Parker’s per-game averages are down from career peaks — 14.1 points, 10.3 rebounds, 3.7 assists — in a few areas but she’s still thrown down some ridiculous lines that display her historic versatility. She just missed a triple-double with 11 points, 10 rebounds and 9 assists in a 16-point win over the Lynx. A’ja Wilson got the better of her in a recent matchup against the Sparks, but Parker still put up 20 points, 12 rebounds, 4 assists and 3 blocks.

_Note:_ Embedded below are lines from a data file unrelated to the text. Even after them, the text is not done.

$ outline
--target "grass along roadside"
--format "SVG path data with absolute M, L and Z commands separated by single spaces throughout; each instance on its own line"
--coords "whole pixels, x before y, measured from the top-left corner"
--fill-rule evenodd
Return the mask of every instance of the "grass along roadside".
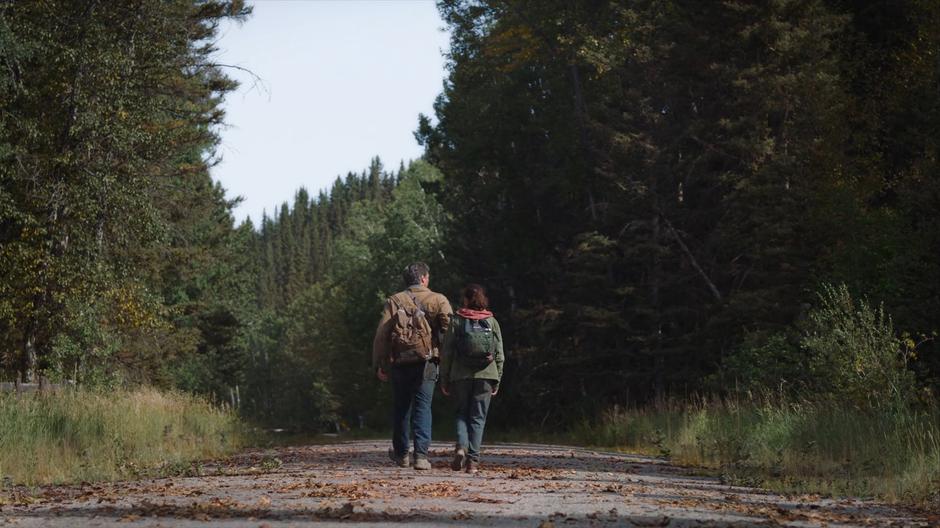
M 234 413 L 153 388 L 0 395 L 0 476 L 9 484 L 181 473 L 232 453 Z
M 940 410 L 753 401 L 613 409 L 573 440 L 654 452 L 775 491 L 940 506 Z

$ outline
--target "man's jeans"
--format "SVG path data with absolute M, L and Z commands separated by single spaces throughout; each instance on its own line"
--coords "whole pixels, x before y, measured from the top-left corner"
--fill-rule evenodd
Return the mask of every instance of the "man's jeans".
M 392 367 L 394 407 L 392 410 L 392 446 L 395 455 L 408 454 L 408 438 L 413 436 L 415 456 L 428 456 L 431 447 L 431 399 L 437 382 L 434 363 Z M 411 434 L 409 434 L 411 433 Z
M 464 379 L 452 385 L 454 403 L 457 405 L 457 447 L 463 448 L 470 460 L 479 462 L 483 427 L 493 396 L 493 382 Z

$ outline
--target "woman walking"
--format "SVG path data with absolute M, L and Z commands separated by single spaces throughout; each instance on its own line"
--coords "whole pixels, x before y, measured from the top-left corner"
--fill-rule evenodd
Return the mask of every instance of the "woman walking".
M 451 469 L 476 473 L 486 413 L 503 376 L 503 336 L 483 286 L 468 284 L 461 297 L 462 308 L 444 337 L 441 392 L 453 395 L 457 408 L 457 447 Z

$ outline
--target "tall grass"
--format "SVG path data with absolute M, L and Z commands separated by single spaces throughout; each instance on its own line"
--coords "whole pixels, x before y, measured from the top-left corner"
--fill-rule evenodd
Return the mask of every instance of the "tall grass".
M 778 491 L 940 505 L 940 410 L 699 401 L 613 409 L 576 438 Z
M 0 475 L 17 484 L 131 477 L 238 442 L 233 413 L 177 392 L 0 395 Z

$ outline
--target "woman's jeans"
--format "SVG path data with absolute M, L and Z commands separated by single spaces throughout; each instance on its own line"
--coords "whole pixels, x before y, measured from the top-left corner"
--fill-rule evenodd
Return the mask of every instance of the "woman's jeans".
M 408 438 L 414 436 L 415 456 L 428 456 L 431 447 L 431 399 L 437 382 L 434 363 L 392 367 L 392 446 L 395 455 L 408 454 Z M 409 434 L 411 433 L 411 434 Z
M 452 386 L 457 405 L 457 447 L 463 448 L 470 460 L 478 462 L 486 413 L 493 397 L 493 382 L 464 379 L 454 381 Z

Candace Parker is making it work on defense

A decrease in minutes explains the drop in her per-game numbers but, per minute, Parker is averaging a career-high in defensive rebounds to go along with a career-high in 2-point percentage. Her block percentage is higher than it’s been since 2012 and her steal percentage is the highest it’s been since 2017. Her work on defense, in particular, has been driving the Sparks and she’s been the foundation for the third-best defense this season.

Parker has been very effective in leveraging her mobility in helping close down the center of the floor. Of her 11 blocks so far this season, none have come at the rim. She’s blocked a 3-pointer and then 10 that have fallen in the 4-14 foot range. But she’s also been an intimidating presence in the middle of the floor, just keeping opponents away from the basket even if she’s not blocking shots. Just 42 percent of opponent shot attempts have come in the paint, the third-lowest mark in the league.

The addition of Seimone Augustus has been huge, for both Parker and the Sparks. Augustus has been incredibly disruptive, averaging more steals per possessions than she has in any season since 2009. In the 73 minutes she and Parker have been on the floor together, opponents have scored just 80.8 points per 100 possessions, the lowest mark of any two-person duo to play at least 70 minutes together this season. Augustus is just part of a deep rotation of aggressive, swarming guards — including Riquna Williams and Brittney Skyes — who are helping ensure opponents are turning the ball over on roughly one out of every five possessions.

The Sparks have a long way to go before Parker could claim another ring. Their three losses have come against other contenders — the Storm, Sky and Aces — but they’ve also beat the Lynx and Mercury, two other teams with championship aspirations. The offense hasn’t been running on all cylinders but you can pin at least some of that on an absurdly uncharacteristic cold shooting streak from Chelsea Gray (3-of-20 on 3-pointers from a career 38.5 percent 3-point shooter).

But the most important thing for the Sparks’ ceiling is Parker showing she can still be a dominant two-way force. So far, she has.